Per la chiesa di Sant’Ignazio ad Arezzo eseguì negli anni Novanta del XVII secolo il “San Francesco Saverio venerato dalle quattro parti del mondo”, mentre la finta cupola della chiesa della badia fu eseguita nel 1702. Si tratta di una grande tela che ricorda quella eseguita nel 1685 per Sant’Ignazio a Roma, discostandosi da essa per le minori dimensioni e per l’uso più ardito del colore e della luce.
Una piazza da Oscar
Pochi sanno che in seguito all’assassinio di re Umberto I di Savoia, avvenuto il 29 luglio 1900 per mano dell’anarchico Gaetano Bresci, fu commissionato al montevarchino Pietro Guerri (1865-1936) un busto bronzeo a ricordo del sovrano.

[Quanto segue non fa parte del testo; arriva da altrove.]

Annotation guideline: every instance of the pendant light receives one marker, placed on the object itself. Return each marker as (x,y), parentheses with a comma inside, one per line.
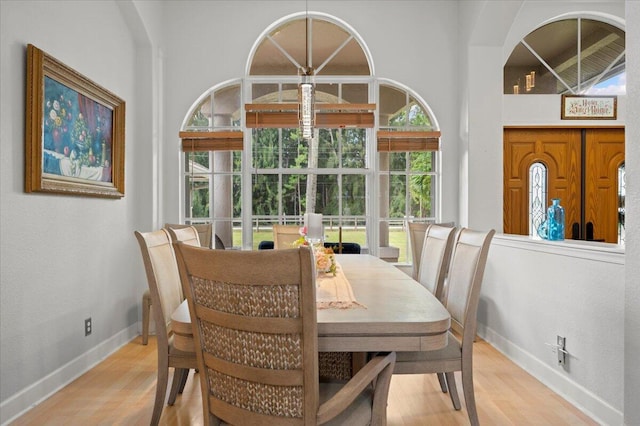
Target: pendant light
(306,89)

L’opera, collocata al centro della piazza che nella prima metà del Novecento era dedicata al Principe Amedeo, venne inaugurata nel 1904. Fu salvata dalla distruzione alla fine della Seconda Guerra Mondiale e oggi si trova nell’Archivio Storico Comunale.
Da notare anche il punto in cui la facciata della chiesa incontra via Cavour: lì si svolge una delle scene più divertenti del film “La vita è bella” di Roberto Benigni, quella della caduta dalla bici dell’attore toscano.